Top Python Libraries for Data Science, Data Visualization & Machine Learning


It has been a while since we final carried out a Python libraries roundup, and as such we’ve got taken the chance to begin the month of November with simply such a recent checklist.

Last time we at KDnuggets did this, editor and creator Dan Clark break up up the huge array of Python data science associated libraries up into a number of smaller collections, together with data science libraries, machine learning libraries, and deep studying libraries. While splitting libraries into classes is inherently arbitrary, this made sense on the time of earlier publication.

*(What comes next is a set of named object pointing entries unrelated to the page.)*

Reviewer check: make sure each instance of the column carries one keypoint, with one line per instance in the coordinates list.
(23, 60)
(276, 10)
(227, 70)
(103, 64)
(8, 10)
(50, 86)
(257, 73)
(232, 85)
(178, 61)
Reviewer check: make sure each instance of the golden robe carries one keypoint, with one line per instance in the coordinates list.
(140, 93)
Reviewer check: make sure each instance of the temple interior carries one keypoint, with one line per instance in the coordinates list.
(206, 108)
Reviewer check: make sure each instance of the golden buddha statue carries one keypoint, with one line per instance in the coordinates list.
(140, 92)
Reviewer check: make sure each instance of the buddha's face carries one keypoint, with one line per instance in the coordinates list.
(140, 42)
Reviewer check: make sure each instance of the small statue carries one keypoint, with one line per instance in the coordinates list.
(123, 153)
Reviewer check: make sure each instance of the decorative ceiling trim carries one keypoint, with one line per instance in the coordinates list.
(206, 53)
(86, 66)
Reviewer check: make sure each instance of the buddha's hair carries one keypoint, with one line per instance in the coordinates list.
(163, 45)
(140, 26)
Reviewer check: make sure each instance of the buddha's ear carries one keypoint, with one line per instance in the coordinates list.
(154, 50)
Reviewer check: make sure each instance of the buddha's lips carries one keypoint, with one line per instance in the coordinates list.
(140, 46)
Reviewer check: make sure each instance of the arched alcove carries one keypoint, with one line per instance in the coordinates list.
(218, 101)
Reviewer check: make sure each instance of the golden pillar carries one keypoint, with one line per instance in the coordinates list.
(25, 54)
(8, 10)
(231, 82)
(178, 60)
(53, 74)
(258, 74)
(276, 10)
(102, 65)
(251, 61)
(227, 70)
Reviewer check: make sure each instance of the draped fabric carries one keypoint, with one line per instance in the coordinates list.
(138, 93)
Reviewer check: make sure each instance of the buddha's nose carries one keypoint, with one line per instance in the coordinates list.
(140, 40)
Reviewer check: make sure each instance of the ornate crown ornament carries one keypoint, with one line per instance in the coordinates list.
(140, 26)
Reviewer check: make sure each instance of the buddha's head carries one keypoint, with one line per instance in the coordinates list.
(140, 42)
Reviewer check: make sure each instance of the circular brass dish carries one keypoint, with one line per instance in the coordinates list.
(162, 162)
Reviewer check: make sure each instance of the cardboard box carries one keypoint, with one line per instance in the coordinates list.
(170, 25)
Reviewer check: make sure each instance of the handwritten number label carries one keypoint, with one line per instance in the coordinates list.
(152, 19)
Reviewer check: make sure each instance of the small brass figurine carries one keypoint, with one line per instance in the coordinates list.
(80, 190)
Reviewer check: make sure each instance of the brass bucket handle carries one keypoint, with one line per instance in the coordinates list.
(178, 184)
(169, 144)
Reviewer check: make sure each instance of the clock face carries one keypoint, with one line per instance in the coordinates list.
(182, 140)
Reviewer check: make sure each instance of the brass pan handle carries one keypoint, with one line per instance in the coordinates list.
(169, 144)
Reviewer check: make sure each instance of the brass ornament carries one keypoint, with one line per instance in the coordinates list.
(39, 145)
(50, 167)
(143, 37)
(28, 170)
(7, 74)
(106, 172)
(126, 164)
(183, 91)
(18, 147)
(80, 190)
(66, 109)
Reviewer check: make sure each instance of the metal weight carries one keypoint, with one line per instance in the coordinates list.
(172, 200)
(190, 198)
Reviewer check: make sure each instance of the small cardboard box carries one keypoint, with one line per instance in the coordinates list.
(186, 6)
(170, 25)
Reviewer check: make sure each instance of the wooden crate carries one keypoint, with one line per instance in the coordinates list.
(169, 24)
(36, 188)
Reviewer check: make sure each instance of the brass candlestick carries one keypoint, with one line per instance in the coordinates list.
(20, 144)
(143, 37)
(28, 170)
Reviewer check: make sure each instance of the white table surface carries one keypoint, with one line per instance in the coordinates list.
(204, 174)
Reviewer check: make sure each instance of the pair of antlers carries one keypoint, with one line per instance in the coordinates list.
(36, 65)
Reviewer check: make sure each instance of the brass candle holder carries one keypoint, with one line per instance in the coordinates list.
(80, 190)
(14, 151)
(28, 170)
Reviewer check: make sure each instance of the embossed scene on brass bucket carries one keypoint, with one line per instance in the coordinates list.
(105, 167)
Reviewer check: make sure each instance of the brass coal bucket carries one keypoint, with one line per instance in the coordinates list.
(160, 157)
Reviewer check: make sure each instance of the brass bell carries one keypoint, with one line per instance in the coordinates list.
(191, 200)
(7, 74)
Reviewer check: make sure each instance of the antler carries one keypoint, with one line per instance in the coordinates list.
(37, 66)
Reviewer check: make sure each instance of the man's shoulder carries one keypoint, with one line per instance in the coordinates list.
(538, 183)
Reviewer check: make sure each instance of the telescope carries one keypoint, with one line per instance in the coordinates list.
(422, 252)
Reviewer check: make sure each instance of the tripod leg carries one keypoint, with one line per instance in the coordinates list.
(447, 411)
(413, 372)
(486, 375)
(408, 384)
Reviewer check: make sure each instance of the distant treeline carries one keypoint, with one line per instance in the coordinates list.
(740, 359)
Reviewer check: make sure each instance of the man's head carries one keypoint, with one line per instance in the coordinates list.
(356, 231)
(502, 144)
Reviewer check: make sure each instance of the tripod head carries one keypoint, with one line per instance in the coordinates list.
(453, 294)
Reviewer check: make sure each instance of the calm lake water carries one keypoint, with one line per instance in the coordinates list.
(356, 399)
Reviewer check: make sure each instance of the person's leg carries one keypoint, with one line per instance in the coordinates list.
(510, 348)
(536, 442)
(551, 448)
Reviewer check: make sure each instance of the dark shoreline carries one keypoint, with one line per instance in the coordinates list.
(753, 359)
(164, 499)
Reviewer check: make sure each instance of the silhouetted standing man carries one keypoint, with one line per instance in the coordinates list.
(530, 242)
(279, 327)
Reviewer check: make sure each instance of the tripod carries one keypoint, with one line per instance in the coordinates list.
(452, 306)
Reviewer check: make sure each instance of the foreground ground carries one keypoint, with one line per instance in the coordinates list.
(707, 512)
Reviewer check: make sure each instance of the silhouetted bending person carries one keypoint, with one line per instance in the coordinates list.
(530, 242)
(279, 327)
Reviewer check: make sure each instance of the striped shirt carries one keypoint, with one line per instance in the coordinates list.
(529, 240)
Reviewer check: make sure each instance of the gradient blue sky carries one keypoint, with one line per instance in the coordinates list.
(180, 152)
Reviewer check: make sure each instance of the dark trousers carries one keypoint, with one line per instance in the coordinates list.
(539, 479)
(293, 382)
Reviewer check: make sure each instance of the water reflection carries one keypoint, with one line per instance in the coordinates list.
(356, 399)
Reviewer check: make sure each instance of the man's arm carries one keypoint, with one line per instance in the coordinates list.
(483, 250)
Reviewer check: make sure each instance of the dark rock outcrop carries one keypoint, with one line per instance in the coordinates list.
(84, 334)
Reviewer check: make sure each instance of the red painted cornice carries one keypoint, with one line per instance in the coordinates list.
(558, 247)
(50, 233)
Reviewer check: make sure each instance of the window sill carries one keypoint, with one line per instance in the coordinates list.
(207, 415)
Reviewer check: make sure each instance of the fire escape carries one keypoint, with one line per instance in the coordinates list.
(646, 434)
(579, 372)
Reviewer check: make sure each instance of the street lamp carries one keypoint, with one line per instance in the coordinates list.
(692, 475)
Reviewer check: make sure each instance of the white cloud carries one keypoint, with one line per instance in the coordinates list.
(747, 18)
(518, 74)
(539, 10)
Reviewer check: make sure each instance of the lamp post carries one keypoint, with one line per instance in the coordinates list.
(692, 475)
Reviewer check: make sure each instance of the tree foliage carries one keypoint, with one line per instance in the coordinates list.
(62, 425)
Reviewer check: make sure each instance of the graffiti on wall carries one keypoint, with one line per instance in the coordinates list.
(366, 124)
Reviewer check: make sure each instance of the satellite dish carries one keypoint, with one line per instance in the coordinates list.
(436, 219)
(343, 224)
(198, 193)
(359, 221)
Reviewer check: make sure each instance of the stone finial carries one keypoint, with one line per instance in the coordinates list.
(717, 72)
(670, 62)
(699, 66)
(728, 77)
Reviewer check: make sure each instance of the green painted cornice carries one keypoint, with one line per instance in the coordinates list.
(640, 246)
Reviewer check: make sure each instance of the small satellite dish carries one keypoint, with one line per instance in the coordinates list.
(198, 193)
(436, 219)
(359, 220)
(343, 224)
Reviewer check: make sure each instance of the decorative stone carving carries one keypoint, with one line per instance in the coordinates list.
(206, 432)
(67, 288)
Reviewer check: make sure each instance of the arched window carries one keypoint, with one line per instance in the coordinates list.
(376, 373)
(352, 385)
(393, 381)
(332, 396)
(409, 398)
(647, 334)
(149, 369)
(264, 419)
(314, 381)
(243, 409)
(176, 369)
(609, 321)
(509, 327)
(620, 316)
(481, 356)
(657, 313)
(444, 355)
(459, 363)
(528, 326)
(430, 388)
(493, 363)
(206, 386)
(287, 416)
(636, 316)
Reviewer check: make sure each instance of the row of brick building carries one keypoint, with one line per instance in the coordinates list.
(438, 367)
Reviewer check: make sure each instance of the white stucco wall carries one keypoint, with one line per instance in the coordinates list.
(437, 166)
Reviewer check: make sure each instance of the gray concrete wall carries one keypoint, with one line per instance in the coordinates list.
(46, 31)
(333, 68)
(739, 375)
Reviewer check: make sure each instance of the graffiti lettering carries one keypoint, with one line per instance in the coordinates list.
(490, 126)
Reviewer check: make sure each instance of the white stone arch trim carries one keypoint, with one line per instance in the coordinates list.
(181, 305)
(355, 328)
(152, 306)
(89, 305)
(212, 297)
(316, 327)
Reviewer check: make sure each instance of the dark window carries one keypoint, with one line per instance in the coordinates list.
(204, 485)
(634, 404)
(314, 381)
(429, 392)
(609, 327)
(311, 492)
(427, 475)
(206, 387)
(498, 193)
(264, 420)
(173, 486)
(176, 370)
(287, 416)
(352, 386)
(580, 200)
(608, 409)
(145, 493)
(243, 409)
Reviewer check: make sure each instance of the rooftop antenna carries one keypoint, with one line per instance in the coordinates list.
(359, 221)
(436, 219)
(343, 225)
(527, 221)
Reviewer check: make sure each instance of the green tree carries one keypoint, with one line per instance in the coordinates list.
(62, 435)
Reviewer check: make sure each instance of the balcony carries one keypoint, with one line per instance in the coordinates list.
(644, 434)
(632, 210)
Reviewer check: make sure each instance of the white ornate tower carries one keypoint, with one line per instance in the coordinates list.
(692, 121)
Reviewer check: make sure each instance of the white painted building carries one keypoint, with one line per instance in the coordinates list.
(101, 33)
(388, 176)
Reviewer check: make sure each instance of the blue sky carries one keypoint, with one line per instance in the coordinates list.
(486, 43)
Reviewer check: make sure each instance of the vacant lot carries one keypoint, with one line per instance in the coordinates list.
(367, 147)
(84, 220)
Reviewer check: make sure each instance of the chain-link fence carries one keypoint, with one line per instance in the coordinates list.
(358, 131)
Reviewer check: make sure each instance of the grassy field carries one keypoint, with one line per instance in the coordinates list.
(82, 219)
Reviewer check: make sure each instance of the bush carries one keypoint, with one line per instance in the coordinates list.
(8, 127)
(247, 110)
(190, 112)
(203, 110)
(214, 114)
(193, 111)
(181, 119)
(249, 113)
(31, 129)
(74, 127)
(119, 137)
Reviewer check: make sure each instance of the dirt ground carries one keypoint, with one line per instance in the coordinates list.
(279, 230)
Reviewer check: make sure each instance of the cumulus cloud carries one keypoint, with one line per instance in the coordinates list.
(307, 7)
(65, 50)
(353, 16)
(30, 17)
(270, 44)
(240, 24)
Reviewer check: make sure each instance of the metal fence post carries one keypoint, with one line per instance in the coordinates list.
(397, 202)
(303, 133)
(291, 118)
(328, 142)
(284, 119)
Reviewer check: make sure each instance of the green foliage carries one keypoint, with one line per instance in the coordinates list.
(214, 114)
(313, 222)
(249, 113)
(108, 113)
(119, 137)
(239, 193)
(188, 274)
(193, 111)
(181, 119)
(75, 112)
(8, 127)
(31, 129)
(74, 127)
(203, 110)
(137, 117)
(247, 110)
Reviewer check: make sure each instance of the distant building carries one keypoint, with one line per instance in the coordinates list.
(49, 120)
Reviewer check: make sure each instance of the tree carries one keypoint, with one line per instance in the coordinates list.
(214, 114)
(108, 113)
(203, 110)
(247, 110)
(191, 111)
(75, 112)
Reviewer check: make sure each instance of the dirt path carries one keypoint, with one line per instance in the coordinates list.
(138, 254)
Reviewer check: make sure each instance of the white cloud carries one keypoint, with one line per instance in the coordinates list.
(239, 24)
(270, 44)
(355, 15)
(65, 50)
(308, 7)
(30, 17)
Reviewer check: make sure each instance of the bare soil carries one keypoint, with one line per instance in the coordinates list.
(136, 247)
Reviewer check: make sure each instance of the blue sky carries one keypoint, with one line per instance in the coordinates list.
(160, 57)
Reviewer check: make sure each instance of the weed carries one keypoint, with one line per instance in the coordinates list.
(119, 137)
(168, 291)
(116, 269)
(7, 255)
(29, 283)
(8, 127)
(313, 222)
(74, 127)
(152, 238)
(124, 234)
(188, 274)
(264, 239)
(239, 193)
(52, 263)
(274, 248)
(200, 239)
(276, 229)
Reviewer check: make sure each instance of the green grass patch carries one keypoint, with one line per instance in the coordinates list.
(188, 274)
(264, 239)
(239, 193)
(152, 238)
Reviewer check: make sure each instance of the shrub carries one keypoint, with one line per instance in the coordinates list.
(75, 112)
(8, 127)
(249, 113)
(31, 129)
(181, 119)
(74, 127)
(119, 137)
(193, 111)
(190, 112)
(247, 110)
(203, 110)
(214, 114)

This time, nevertheless, we’ve got break up the collected on open supply Python data science libraries in two. This first submit (this) covers “data science, data visualization & machine learning,” and might be regarded as “traditional” data science instruments masking frequent duties. The second submit, to be revealed subsequent week, will cowl libraries for use in constructing neural networks, and people for performing pure language processing and laptop imaginative and prescient duties.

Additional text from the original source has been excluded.